The lawsuits accused of violating the federal Fair Housing Act by engaging in predatory lending practices in the Los Angeles and Chicago area, The Los Angeles Times reported.
In the Los Angeles suit, U.S. District Judge Otis Wright said the “undisputed facts” show that Wells Fargo did not violate the FHA during the two-year statute of limitations period.
Los Angeles accused Wells Fargo in its December 2013 lawsuit of having engaged in discriminatory lending since at least 2004 by targeting minority borrowers with high-cost loans they could not afford, resulting in a disproportionately large number of foreclosures.
Meanwhile, U.S. District Judge Gary Feinerman in Chicago said dismissal was appropriate because Cook County, which had brought the suit, was outside the FHA’s “zone of interests,” meaning that Congress did not authorize the county to bring claims under that law.
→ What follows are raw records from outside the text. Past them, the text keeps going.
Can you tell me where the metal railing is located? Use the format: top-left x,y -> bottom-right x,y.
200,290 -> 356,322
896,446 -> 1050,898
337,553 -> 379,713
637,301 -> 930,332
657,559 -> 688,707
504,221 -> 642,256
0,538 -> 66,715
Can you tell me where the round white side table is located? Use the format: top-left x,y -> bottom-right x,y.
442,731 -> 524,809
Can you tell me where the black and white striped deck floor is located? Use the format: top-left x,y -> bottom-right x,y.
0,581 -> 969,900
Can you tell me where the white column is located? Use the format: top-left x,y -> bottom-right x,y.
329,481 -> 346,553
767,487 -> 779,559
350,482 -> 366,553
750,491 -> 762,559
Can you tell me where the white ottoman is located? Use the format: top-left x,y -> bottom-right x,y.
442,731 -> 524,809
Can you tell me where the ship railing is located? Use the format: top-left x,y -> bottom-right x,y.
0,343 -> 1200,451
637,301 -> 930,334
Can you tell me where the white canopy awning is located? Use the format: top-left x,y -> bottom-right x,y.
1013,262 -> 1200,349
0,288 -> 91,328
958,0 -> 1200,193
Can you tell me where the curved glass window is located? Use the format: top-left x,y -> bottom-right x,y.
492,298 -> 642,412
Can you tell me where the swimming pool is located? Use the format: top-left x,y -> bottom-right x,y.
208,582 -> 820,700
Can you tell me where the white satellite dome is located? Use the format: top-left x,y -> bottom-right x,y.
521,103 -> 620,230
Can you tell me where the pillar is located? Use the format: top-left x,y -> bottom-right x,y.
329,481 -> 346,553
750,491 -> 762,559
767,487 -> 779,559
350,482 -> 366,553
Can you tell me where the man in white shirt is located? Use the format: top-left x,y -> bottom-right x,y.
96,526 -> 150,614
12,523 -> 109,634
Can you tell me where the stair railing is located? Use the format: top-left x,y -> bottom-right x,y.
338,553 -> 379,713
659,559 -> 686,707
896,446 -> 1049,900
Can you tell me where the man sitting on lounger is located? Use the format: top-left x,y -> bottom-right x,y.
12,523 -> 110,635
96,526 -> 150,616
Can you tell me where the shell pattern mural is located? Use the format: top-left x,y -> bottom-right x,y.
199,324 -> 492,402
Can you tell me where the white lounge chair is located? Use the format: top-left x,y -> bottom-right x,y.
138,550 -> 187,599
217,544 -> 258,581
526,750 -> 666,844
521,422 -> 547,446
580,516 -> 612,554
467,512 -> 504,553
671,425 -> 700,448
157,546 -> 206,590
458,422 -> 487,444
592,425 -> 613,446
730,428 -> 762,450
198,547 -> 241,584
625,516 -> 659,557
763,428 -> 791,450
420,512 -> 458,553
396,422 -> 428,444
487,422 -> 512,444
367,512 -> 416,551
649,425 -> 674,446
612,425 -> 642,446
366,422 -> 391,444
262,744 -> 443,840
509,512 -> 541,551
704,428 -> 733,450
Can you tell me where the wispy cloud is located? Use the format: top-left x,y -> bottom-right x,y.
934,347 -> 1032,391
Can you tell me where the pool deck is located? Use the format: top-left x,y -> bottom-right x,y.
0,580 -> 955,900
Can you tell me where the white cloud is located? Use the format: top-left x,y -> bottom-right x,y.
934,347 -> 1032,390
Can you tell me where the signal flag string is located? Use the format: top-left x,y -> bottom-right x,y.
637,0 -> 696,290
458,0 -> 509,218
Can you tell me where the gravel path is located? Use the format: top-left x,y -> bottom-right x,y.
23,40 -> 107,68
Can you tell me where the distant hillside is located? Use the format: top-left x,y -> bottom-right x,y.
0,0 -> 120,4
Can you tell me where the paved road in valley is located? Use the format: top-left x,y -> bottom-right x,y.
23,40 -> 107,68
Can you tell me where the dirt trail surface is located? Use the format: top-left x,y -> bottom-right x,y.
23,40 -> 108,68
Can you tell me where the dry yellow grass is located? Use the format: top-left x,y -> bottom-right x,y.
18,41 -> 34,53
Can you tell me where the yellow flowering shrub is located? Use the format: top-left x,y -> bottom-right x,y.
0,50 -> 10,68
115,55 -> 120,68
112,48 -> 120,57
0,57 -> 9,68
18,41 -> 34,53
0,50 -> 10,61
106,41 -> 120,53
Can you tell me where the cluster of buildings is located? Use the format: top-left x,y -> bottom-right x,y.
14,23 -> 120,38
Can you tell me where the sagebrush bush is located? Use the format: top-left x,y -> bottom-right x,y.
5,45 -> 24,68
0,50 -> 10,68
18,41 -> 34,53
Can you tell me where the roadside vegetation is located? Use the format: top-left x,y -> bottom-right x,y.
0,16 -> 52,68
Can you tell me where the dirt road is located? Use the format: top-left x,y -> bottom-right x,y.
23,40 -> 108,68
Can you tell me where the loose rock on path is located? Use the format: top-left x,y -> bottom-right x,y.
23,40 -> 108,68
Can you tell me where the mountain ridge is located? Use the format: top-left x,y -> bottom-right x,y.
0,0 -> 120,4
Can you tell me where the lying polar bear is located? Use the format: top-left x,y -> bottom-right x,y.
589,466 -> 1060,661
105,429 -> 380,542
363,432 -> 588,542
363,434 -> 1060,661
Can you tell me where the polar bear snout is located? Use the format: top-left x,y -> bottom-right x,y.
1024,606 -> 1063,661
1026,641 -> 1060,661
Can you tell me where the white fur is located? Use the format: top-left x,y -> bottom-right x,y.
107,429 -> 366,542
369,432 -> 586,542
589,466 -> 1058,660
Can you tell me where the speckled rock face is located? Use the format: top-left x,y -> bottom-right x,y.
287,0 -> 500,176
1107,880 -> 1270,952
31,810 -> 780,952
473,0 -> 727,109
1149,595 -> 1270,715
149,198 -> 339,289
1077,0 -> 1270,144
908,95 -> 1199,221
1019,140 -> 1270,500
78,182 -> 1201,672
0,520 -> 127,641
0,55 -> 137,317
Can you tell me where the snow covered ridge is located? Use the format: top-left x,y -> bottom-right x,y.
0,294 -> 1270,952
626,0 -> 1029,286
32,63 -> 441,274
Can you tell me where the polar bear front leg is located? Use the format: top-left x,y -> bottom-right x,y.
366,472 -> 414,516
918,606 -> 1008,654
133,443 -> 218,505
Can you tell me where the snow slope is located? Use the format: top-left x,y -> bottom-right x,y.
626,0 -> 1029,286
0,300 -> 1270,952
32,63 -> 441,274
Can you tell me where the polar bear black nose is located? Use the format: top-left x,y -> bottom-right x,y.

Cook County, which includes Chicago, accused Wells Fargo of targeting tens of thousands of black, Hispanic and female borrowers through “equity stripping,” where it imposed excessive or unnecessary rates and fees as well as refinancing penalties.
The county said this alleged misconduct boosted foreclosures, eroded property taxes, necessitated higher spending to combat blight, and caused at least $300 million of damages. Steering minorities into costly loans is sometimes called “reverse redlining.” Chicago is the third most populous U.S. city.
Feinerman said Cook County had constitutional standing to sue Wells Fargo, but could not pursue an FHA claim because it “alleges neither that it was denied a loan nor offered unfavorable terms – setting aside the obvious point that Cook County is not alleged to have a race or other protected trait.”
The judge added that his decision did not mean or suggest that Wells Fargo did not violate the FHA or engage in reverse redlining, “or that the direct victims of Wells Fargo’s alleged misconduct do not deserve compensation.”
Feinerman said Cook County may file an amended complaint, but that he “doubts” that the problem can be fixed.
Cook County and its lawyers did not immediately respond to requests for comment.
Wells Fargo spokesman Ancel Martinez said: “We are pleased with the court’s decision and thoughtful analysis.”
The lawsuit is similar to others that Cook County brought against Bank of America Corp and Britain’s HSBC Holdings Plc .
Several large U.S. cities and counties have accused major banks in lawsuits of biased mortgage lending that prolonged the nation’s housing crisis. These lawsuits have had mixed success.
Wells Fargo is based in San Francisco, and is also the fourth-largest U.S. bank by assets.